Figure: A human induced pluripotent stem cell (iPS) community established from fibroblasts. Kyoto University Hospital is seeking to use iPS cells to treat type 1 diabetes.
The hospital announced on September 5 that it will start clinical trials as early as February next year and transplant such islet cell cells into three patients. If proven safe and effective, the study could pave the way for a treatment that would allow people with type 1 diabetes to take daily insulin injections. Currently, 100,000 to 140,000 people in Japan suffer from the disease.
After clinical trials, the researchers hope to achieve approval for marketing using iPS cell-derived islet cell transplantation to treat type 1 diabetes within five years.
In the trial, the researchers transplanted the pancreatic cells into three patients with severe type 1 diabetes. The patients, aged between 20 and 65 years, will also receive immunosuppressants and insulin treatment during the trial.
The researchers will use islet cells derived from human induced pluripotent stem cells (iPS cells), developed by Taro Toyoda, a researcher at the Kyoto University Center for iPS Cell Research and Applications (CiRA). Shinya Yamanaka, founding director of CiRA, won the Nobel Prize in Physiology or Medicine in 2012 for the discovery of iPS cells, mature cells that can be reprogrammed into any type of cell.
In clinical trials, iPS cells from healthy donors will be transformed into islet cells, laid on a thin sheet, and transplanted into patients. For one year after transplantation, researchers will closely monitor the patient's condition to check for adverse side effects.
The pancreas of people with type 1 diabetes produces almost no insulin. As a result, they need regular injections of insulin, a hormone that converts glucose into energy. The exact cause of type 1 diabetes is unclear, but it occurs when the body's immune system destroys the islets of insulin in the pancreas.
In Japan, pancreatic cell transplants from deceased people have been approved for public health insurance, but few patients receive such transplants due to a shortage of donors.
Daisuke Yabe, a diabetes expert at Kyoto University who led the project, said: "We would be very happy if we could see a world where insulin injections were no longer needed. We hope this will be the first step towards fundamentally curing this disease."
Relevant research progress in my country
People with type 1 diabetes usually require abdominal injections of insulin products multiple times a day. When you have type 1 diabetes, the so-called islet cells in the pancreas that produce insulin are dysfunctional and cannot control the patient's blood sugar levels. There are an estimated 100,000 to 140,000 people with type 1 diabetes in Japan.

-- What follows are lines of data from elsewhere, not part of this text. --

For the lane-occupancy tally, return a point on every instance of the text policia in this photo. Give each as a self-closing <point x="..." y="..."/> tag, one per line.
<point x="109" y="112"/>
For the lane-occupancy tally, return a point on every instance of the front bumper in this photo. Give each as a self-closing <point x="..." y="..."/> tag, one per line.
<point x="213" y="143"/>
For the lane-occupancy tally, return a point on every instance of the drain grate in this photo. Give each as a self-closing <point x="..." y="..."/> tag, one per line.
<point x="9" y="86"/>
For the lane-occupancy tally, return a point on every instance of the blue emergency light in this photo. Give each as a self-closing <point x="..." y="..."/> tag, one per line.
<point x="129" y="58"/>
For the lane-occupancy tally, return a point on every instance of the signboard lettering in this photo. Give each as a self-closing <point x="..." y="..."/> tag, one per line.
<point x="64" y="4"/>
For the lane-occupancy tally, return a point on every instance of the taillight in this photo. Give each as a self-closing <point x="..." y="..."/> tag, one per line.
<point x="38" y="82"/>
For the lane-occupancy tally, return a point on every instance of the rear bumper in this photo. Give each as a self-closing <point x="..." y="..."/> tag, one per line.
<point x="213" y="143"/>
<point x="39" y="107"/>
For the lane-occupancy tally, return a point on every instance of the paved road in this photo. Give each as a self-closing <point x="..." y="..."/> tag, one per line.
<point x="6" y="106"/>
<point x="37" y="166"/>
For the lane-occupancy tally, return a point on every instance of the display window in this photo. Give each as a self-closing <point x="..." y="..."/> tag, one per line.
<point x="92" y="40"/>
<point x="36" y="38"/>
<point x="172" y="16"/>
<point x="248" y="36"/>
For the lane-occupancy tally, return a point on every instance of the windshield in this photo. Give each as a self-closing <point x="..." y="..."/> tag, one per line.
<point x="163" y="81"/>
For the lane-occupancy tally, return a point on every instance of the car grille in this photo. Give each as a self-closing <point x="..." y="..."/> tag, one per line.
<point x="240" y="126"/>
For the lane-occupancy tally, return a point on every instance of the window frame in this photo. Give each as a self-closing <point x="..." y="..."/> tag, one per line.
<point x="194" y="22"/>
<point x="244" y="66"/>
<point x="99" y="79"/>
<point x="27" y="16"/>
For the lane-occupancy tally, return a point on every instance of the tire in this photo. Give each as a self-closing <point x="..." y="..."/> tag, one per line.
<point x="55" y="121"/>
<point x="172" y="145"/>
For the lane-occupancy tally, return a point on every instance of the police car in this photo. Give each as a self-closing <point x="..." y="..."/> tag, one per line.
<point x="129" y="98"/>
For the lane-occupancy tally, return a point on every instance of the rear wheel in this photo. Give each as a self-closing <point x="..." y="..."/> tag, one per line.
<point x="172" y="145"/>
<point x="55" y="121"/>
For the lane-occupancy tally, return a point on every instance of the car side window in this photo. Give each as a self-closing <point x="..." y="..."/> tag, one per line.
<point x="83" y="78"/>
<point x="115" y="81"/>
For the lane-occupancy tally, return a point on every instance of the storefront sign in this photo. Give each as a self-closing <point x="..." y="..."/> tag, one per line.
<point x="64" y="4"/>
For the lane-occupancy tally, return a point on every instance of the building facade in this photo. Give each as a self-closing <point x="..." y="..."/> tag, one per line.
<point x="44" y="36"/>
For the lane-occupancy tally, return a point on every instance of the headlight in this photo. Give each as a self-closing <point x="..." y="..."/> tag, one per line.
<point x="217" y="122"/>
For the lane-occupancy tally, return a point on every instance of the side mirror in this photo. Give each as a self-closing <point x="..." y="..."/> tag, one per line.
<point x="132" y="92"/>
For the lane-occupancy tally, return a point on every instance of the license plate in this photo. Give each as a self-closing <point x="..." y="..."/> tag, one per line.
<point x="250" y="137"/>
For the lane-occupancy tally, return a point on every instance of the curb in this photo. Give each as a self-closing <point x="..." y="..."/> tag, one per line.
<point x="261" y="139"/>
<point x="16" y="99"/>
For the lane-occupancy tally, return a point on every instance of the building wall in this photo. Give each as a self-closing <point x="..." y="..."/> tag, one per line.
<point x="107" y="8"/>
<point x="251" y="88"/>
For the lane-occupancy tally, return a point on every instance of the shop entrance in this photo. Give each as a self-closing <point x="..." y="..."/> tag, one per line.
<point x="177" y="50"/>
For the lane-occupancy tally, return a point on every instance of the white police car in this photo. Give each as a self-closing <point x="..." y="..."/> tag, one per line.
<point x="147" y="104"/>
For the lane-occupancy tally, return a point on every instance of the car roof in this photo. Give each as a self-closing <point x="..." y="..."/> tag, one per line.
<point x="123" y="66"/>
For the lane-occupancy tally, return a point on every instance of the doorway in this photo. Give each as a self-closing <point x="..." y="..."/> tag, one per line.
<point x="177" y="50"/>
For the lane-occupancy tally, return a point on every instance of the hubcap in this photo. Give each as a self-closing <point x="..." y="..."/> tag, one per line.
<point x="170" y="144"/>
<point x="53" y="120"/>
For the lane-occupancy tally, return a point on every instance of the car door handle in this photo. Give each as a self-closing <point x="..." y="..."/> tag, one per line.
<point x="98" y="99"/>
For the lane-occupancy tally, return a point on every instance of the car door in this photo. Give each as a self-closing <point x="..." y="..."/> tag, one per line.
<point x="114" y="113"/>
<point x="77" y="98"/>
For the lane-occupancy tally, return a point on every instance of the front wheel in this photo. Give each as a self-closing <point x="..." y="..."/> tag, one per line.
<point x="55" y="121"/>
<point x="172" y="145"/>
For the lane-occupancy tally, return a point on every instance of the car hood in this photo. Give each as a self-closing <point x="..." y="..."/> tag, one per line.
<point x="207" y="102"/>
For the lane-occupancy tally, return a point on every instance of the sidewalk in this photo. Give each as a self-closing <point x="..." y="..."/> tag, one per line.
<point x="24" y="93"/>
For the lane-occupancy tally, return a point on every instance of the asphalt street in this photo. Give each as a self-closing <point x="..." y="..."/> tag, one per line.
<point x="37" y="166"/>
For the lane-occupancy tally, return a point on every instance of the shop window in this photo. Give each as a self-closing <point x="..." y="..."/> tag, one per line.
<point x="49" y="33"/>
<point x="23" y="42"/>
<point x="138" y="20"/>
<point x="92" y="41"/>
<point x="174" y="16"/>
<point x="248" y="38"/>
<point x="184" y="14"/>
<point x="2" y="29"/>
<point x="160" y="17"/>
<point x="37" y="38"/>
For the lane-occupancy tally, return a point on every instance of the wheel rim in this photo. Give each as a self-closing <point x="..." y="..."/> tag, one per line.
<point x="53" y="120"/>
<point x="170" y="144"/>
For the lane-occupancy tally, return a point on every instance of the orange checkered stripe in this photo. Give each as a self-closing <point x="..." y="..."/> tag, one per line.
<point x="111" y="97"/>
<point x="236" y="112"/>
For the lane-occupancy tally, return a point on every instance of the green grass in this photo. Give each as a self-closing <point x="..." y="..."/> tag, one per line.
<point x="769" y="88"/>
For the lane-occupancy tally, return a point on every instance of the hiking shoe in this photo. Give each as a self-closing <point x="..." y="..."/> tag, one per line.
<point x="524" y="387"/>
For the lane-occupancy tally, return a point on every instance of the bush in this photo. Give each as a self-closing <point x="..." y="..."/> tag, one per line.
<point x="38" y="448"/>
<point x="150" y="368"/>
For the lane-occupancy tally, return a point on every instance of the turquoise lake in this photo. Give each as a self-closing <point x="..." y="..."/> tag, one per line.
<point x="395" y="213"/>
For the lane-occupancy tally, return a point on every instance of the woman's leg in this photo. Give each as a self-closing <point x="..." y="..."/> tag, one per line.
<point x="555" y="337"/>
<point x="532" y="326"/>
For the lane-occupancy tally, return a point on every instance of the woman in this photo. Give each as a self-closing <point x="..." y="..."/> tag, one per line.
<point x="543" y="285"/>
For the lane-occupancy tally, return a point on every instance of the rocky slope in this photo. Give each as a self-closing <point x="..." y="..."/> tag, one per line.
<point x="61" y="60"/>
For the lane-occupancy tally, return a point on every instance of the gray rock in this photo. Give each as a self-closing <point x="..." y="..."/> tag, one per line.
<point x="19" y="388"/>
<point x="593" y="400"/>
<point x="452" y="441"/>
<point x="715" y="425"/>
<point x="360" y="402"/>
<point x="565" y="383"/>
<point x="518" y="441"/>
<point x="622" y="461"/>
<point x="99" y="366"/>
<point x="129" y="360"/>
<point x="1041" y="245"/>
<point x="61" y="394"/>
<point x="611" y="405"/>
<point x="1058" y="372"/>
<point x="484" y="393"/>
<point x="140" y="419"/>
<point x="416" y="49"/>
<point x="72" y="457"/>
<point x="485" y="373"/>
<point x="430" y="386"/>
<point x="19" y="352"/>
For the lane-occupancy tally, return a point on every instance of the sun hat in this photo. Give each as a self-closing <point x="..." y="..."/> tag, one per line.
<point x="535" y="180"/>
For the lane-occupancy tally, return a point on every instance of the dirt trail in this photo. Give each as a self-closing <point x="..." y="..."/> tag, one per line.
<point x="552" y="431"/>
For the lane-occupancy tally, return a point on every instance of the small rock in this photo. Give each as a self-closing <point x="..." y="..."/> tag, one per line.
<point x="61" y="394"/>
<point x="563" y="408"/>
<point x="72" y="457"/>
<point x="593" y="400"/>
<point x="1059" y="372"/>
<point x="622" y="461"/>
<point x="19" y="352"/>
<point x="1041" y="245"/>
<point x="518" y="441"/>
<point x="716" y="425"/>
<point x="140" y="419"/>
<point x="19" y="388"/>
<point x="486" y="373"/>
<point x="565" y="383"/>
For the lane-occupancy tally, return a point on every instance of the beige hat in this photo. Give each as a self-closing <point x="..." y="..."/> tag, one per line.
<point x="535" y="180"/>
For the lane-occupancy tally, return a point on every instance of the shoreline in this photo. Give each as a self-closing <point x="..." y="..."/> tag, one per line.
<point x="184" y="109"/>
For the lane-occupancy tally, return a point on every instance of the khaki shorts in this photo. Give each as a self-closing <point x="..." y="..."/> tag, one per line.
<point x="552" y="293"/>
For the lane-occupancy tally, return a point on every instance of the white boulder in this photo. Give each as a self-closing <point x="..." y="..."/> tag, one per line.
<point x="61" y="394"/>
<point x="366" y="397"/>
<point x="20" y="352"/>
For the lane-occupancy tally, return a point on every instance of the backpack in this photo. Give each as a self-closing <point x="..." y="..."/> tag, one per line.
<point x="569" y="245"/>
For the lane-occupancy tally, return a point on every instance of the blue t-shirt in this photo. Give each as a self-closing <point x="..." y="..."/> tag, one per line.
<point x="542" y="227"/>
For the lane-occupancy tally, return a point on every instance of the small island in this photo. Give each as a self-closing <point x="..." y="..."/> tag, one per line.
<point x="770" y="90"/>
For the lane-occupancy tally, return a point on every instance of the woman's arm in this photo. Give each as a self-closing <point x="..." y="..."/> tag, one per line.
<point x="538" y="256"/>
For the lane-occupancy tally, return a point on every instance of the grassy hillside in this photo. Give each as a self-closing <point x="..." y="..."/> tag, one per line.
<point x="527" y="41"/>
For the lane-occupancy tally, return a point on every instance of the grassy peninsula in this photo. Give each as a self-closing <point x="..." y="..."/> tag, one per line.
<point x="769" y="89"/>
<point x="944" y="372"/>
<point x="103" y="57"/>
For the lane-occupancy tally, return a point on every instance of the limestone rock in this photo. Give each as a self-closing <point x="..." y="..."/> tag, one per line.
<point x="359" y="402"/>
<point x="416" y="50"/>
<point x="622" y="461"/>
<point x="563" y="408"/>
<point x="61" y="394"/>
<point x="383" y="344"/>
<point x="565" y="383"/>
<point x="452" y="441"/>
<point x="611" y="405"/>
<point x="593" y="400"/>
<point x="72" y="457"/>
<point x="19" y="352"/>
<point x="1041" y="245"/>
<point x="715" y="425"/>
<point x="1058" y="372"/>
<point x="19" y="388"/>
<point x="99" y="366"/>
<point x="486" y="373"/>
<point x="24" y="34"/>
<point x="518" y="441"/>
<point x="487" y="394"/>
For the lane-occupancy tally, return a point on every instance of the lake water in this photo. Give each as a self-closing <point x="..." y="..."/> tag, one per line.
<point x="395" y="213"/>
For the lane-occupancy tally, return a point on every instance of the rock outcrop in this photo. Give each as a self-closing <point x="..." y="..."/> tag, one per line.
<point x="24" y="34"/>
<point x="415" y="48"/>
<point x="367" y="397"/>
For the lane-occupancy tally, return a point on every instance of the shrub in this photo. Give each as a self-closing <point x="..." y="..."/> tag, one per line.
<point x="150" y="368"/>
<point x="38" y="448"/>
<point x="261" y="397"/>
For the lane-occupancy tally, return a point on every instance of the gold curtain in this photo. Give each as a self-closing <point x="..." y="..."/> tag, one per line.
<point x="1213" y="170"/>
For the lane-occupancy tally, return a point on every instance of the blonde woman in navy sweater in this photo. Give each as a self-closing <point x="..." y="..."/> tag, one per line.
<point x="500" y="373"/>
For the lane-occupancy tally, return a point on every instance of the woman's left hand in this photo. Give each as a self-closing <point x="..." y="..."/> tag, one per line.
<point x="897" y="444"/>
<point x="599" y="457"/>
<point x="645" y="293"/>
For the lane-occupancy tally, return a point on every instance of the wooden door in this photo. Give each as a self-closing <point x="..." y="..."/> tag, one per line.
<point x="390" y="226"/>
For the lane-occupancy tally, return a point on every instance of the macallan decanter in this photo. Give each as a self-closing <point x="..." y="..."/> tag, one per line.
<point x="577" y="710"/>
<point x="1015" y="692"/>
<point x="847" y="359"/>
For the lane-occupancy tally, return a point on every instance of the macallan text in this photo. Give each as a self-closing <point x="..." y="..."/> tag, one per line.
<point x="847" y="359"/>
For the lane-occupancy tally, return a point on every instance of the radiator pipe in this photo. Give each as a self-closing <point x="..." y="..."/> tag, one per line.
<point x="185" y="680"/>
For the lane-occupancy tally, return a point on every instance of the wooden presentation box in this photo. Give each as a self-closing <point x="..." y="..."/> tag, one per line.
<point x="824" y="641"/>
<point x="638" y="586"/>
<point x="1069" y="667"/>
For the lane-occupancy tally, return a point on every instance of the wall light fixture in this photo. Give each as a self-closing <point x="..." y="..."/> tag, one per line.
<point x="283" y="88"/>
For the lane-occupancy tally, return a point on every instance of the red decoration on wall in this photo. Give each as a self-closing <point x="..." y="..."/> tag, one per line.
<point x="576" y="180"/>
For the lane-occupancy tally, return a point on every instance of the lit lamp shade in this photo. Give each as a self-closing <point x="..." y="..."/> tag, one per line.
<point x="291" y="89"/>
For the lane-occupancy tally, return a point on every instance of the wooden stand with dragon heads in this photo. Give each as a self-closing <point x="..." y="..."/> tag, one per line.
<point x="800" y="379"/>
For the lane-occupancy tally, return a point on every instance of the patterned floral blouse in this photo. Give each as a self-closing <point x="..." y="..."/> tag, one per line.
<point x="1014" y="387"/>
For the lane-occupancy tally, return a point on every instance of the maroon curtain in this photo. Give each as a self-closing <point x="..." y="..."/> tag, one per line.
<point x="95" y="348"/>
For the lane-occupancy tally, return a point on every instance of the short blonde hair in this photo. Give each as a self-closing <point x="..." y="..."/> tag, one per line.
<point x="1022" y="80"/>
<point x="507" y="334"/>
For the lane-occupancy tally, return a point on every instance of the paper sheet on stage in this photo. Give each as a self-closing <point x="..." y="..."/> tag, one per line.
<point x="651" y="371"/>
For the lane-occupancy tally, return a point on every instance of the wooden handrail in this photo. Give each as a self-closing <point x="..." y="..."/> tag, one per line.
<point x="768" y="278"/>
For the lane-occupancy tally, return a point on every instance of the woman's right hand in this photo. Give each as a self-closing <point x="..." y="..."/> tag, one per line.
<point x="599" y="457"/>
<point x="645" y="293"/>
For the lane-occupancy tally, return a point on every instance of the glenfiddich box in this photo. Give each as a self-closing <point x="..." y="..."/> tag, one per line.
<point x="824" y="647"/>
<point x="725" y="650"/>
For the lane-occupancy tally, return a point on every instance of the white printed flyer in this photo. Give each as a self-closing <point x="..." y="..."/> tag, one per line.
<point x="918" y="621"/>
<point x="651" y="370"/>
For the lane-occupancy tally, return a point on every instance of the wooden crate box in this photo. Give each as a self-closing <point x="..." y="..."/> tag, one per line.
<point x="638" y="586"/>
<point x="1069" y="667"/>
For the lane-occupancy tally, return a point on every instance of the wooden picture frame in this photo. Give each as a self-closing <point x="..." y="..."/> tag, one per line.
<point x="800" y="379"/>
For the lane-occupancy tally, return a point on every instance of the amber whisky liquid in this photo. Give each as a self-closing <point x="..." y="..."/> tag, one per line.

In January 2023, the research team of Deng Hongkui of Peking University and the research team of Peng Xiaozhong of the Chinese Academy of Medical Sciences/Peking Union Medical College collaborated to publish a research paper titled "Implantation underlying the abdominal anterior rectus sheath enables effective and functional implantation of stem cell-derived islets in Nature Metabolism." This research developed a new islet transplantation strategy that effectively supports the survival, functional maturity and long-term maintenance of functions of pancreatic cells differentiated from human induced pluripotent stem cells.
Figure: Schematic diagram of transplantation of islet cells into the anterior sheath of the rectus abdominis muscle derived from human induced pluripotent stem cells.
On July 11, 2023, Peking University released a piece of heavy news about diabetes treatment: Peking University Stem Cell Research Center cooperated with Tianjin City First Central Hospital to successfully complete the world's first islet cell transplant operation for chemically reprogramming iPS cell differentiation in a subject with type 1 diabetes. This treatment technology is expected to become an ideal solution to completely cure type 1 diabetes.